All interesting stuff. However a lot of this may also depend on your usage cases. For example if you are always drawing full screen images, or
filling the screen with a solid color, then using DMA could be slower if you can not do anything else in between operations. That is it takes time to fill your buffer, either with full color or a piece of your image... And for example with something like writeRect:
...
They choose to split up the SPI transaction after every other line. Why? Mainly because the SPI code could cause the Audio code to
sputter to get the next chunk of output, even if it coming from SDIO...
So if you do this with DMA and you don't break it up, then you can run into the same issue with Audio...
Always trade offs.
Sure. But usually you have to make that choice during the design cycle, by which i mean you typically can't just pick and choose. You're either backbuffering or not, so generally you don't have the luxury of deciding for each individual draw scenario.
In my "real world ish" tests - dogfooding version 1.x (direct writes) vs 2.x (backbuffering) of my own libs i virtually always get better raw frame rates for the latter, because you just aren't usually drawing simple rectangles or straight horiz or vert lines, which is the best case scenario for direct writes.
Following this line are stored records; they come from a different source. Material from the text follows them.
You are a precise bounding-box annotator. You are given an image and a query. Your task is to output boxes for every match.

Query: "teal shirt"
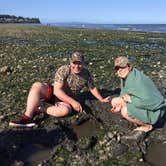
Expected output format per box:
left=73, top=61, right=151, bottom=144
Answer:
left=120, top=68, right=166, bottom=111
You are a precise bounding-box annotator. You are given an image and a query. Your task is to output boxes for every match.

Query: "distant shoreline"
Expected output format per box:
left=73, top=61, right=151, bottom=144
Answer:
left=0, top=14, right=41, bottom=24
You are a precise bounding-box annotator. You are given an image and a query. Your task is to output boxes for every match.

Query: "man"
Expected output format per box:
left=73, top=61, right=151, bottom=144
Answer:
left=111, top=56, right=166, bottom=139
left=9, top=52, right=110, bottom=127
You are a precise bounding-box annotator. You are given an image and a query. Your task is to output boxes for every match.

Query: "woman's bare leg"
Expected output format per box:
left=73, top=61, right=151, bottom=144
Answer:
left=121, top=106, right=152, bottom=132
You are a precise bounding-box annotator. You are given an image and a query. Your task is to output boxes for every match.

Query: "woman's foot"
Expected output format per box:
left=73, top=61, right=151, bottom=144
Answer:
left=122, top=124, right=153, bottom=141
left=134, top=124, right=153, bottom=133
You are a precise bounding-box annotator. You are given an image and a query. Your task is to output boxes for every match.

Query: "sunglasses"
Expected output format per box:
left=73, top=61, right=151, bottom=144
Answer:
left=114, top=66, right=127, bottom=71
left=72, top=61, right=83, bottom=65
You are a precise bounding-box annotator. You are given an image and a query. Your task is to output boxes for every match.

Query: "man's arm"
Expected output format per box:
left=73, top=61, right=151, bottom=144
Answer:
left=54, top=82, right=83, bottom=112
left=89, top=87, right=110, bottom=103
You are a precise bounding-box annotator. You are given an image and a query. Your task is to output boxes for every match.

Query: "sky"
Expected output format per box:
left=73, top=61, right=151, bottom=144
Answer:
left=0, top=0, right=166, bottom=24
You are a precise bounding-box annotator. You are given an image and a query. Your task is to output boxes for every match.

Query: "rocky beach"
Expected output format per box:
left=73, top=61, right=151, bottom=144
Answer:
left=0, top=24, right=166, bottom=166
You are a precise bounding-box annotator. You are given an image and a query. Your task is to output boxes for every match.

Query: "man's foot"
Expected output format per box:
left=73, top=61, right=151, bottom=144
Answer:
left=33, top=107, right=42, bottom=117
left=9, top=114, right=36, bottom=127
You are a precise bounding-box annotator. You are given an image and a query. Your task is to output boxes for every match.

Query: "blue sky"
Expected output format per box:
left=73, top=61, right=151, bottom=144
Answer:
left=0, top=0, right=166, bottom=24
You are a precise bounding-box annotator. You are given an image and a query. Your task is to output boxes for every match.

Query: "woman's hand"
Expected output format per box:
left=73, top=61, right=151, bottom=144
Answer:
left=122, top=94, right=131, bottom=103
left=111, top=97, right=124, bottom=113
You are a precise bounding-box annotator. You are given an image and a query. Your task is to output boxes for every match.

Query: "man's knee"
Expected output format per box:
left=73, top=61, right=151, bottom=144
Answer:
left=58, top=103, right=72, bottom=115
left=31, top=82, right=48, bottom=93
left=31, top=82, right=43, bottom=90
left=62, top=106, right=72, bottom=115
left=47, top=104, right=72, bottom=117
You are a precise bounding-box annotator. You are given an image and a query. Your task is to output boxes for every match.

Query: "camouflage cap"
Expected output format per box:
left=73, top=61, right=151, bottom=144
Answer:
left=114, top=56, right=130, bottom=67
left=70, top=52, right=84, bottom=63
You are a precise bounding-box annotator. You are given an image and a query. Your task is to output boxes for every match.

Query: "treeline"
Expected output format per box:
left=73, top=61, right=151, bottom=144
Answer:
left=0, top=14, right=41, bottom=23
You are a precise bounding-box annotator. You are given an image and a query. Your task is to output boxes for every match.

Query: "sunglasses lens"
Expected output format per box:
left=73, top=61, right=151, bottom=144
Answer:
left=115, top=66, right=127, bottom=70
left=73, top=61, right=82, bottom=65
left=115, top=66, right=120, bottom=70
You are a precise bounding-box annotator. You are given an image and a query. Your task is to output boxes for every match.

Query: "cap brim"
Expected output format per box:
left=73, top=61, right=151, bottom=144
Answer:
left=70, top=60, right=84, bottom=63
left=115, top=64, right=127, bottom=67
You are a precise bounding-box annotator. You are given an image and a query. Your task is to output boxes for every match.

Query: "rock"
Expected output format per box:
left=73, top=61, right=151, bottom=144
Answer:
left=0, top=66, right=12, bottom=74
left=112, top=143, right=128, bottom=156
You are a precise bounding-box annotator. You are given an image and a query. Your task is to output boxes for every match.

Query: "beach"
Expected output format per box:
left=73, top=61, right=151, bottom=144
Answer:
left=0, top=24, right=166, bottom=165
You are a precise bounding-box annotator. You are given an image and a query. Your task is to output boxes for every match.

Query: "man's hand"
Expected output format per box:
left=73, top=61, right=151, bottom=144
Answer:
left=89, top=87, right=111, bottom=103
left=71, top=100, right=83, bottom=112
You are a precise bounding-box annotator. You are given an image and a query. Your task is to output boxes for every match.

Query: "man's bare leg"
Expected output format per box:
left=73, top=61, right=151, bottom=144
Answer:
left=46, top=102, right=72, bottom=117
left=24, top=82, right=48, bottom=118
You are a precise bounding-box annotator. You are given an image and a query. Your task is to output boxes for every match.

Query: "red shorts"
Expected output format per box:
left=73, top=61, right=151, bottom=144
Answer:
left=44, top=84, right=72, bottom=111
left=42, top=84, right=58, bottom=104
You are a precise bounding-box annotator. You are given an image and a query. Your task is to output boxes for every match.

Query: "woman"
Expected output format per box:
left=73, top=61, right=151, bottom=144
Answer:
left=111, top=56, right=166, bottom=138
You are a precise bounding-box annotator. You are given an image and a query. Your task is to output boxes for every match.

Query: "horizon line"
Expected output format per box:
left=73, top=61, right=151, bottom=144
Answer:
left=41, top=21, right=166, bottom=25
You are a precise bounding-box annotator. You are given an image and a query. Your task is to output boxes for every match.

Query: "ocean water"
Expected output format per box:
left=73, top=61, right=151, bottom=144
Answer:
left=45, top=23, right=166, bottom=33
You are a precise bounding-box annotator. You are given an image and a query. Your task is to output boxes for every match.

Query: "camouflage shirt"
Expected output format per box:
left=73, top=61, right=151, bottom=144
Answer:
left=54, top=65, right=95, bottom=97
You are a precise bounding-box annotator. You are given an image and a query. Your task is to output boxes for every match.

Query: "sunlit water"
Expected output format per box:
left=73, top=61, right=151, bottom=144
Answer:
left=45, top=23, right=166, bottom=33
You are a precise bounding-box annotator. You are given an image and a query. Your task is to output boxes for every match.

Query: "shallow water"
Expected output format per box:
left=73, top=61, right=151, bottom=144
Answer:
left=15, top=143, right=52, bottom=165
left=10, top=119, right=102, bottom=165
left=71, top=118, right=103, bottom=138
left=145, top=142, right=166, bottom=166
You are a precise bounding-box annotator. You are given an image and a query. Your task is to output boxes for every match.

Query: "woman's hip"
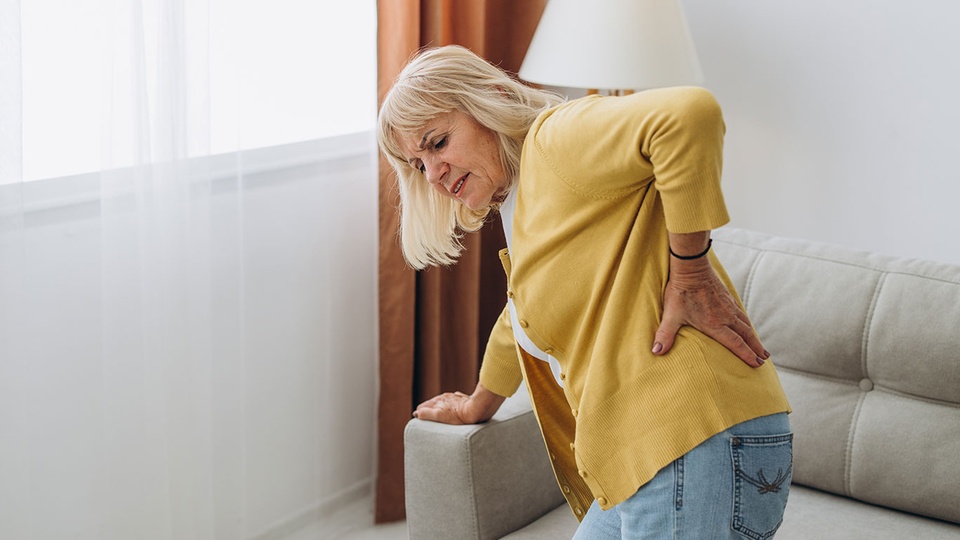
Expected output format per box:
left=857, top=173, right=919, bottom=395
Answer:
left=574, top=413, right=793, bottom=540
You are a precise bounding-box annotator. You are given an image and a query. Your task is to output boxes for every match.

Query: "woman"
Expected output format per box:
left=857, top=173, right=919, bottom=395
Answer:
left=378, top=45, right=792, bottom=539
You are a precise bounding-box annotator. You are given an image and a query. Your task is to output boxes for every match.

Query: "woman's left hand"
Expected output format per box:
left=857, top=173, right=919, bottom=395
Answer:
left=652, top=234, right=769, bottom=368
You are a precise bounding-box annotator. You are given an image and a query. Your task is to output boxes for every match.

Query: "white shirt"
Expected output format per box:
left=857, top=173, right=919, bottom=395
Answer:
left=499, top=187, right=564, bottom=387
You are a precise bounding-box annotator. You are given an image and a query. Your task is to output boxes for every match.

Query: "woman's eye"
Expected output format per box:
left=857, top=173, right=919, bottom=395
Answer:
left=418, top=163, right=425, bottom=174
left=434, top=137, right=447, bottom=150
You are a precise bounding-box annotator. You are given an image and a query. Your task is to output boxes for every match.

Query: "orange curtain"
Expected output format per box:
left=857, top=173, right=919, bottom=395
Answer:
left=375, top=0, right=547, bottom=523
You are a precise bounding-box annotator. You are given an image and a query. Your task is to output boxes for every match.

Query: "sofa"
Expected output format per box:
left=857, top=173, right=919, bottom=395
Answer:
left=403, top=228, right=960, bottom=539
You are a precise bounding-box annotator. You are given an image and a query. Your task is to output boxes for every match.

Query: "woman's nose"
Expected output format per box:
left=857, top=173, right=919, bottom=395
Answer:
left=423, top=157, right=446, bottom=185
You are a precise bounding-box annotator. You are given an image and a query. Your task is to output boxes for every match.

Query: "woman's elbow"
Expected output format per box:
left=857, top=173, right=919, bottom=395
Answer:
left=675, top=87, right=725, bottom=134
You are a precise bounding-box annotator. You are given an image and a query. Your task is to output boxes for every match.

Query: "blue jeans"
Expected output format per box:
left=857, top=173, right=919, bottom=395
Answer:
left=573, top=413, right=792, bottom=540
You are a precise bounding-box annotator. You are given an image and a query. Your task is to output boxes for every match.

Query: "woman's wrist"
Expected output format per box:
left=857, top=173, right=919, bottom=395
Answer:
left=667, top=231, right=713, bottom=276
left=462, top=383, right=506, bottom=423
left=668, top=231, right=711, bottom=258
left=670, top=238, right=711, bottom=260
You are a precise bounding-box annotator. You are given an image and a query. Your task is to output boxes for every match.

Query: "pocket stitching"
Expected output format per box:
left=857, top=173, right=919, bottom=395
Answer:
left=730, top=434, right=793, bottom=540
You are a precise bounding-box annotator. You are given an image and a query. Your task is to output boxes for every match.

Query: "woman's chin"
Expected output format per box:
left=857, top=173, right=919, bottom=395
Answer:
left=458, top=188, right=500, bottom=211
left=459, top=195, right=484, bottom=212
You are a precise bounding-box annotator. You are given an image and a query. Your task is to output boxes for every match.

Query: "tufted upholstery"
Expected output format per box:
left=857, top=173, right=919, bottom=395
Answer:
left=404, top=228, right=960, bottom=538
left=713, top=228, right=960, bottom=525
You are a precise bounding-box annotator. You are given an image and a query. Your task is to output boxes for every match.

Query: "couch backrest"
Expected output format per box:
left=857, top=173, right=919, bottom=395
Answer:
left=713, top=228, right=960, bottom=525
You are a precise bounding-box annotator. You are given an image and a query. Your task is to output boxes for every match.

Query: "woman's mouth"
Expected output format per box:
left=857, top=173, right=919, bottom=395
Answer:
left=453, top=174, right=468, bottom=195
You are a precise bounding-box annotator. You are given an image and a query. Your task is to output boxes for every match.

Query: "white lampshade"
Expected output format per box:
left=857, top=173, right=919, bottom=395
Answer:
left=519, top=0, right=705, bottom=91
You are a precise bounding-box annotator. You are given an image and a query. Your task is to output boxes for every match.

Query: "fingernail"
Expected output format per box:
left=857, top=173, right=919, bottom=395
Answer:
left=756, top=357, right=765, bottom=366
left=652, top=342, right=663, bottom=354
left=763, top=350, right=771, bottom=359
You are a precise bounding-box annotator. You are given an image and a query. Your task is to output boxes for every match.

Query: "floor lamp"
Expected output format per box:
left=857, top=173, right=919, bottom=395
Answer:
left=519, top=0, right=705, bottom=95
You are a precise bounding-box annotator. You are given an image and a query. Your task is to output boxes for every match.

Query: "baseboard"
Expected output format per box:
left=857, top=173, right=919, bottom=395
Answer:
left=248, top=478, right=374, bottom=540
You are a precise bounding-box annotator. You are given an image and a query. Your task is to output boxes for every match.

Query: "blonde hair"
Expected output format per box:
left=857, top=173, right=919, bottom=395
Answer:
left=378, top=45, right=564, bottom=269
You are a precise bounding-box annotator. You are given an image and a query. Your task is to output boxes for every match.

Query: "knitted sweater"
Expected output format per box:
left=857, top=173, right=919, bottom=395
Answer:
left=478, top=87, right=791, bottom=518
In my 1.x lib I went to great lengths to batch operations into rectangular buffers so i could reduce the transaction overhead where possible. Even my best efforts, backbuffering gave me better frame rates pretty much across the board for apps I ported from 1.x to 2.x.
That's why i brought up real world scenarios initially - because it comes down to what you're going to end up doing. Do you plan on rendering text, for example? That will kill direct write perf.. And overall that's why LVGL is typically faster than say, TFT_eSPI doing the same sorts of "real world" applications.
Where direct writes really shine is where you don't have the memory for backbuffering. That's just not the case on the teensy.
Given that you generally will have to decide between back buffering and direct writes, the above matters a lot.
Also regarding audio. My UIX user interface lib uses dirty rectangles to update the display. it can do partial updates which is crucial here (I've noticed a lot of teensy libs only do fullscreen DMA refresh, which frankly, i don't find practical or performant for most scenarios). It basically uses coroutine so that it never blocks very long, and if you pass (false) to update it won't even up the entire dirties, just one. so you can interlace it with audio just fine, as I have and do, DMA or no. (also usually you have more than one DMA channel on an ESP32 or a Teensy 4 at least)